The program must be maintained for at least 6 months and include consistent home practice in order to determine the students’ response to high quality intervention; it is vital to establish how they respond to evidenced-based practice in order to better understand the nature of their difficulties.



After we implement approximately 6 months of intervention, we re-evaluate the areas targeted in therapy to compare the students’ results before and after the 6-month period of intervention. This data will provide important information regarding their response to intervention.


If they have made expected progress, it is likely that their initial difficulties were due to an external factor such as an inability to learn given the style of instruction or program provided to them in the initial years of schooling. In this case, intervention will continue as before, but a diagnosis of Specific Learning Disability (SLD) will not be made.

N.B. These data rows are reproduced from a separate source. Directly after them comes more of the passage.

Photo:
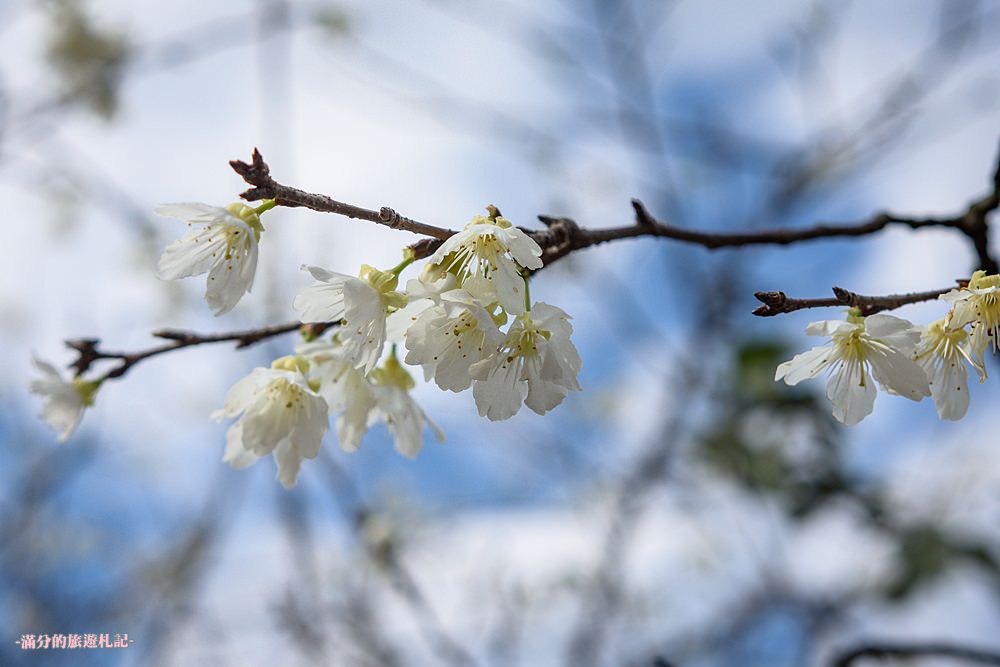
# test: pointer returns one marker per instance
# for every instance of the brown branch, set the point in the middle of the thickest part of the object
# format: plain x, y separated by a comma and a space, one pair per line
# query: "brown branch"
893, 651
89, 352
258, 174
564, 236
776, 303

If they make less progress than would ordinarily be expected within the 6-month period of intervention, further investigation of their learning will be required to determine whether there is another factor affecting their learning such a Specific Learning Disability in Reading and/or Written Expression.

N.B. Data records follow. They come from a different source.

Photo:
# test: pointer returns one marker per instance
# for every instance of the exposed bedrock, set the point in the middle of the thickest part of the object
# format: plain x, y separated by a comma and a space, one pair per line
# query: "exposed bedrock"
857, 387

At this stage, an Educational Psychologist will administer a test of cognitive processing (This is usually the Wechsler Intelligence Scale for Children - WISC-V). The Speech Pathologist and the Educational Psychologist will write a combined report to deliver their findings. They will determine whether the student meets the four criteria identified in the DSM 5 (2013) for a Specific Learning Disability.

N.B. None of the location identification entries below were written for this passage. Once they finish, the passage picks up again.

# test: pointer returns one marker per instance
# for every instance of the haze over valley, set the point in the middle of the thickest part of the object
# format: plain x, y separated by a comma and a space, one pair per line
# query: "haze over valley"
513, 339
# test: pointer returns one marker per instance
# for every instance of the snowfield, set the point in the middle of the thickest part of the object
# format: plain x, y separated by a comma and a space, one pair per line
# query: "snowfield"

A summary of the four criteria is below:


Criteria A

Ongoing difficulties in the school-age years learning, and using at least one academic skill (e.g. reading accuracy/fluency; spelling accuracy; written expression competence and fluency; mastering number facts). These difficulties have persisted and failed to improve as expected, despite the provision of targeted intervention for at least six months. This intervention should be recognised as evidence-based and ideally delivered by an experienced and qualified person.



Criteria B

The difficulties experienced by the student will be assessed using standardised achievement tests and found to be at a level significantly lower than most students of the same age. Sometimes students are identified with a learning disability even though they are performing within the average range. This is only the case when it can be shown that the student is achieving at this level due to unusually high levels of effort and ongoing support.


Criteria C

The difficulties experienced by the student usually become apparent in the early years of schooling. The exception to this is where problems occur in upper-primary or secondary school once the demands on student performance increase significantly. For example – when students have to read extended pieces of complex text or write at a more sophisticated level under timed conditions.


Criteria D

Specific learning disabilities will not be diagnosed if there is a more plausible explanation for the difficulties being experienced by the student. For example – if the student has: an intellectual disability; a sensory impairment; a history of chronic absenteeism; inadequate proficiency in the language of instruction; a psycho-social condition; or, not received appropriate instruction and/or intervention.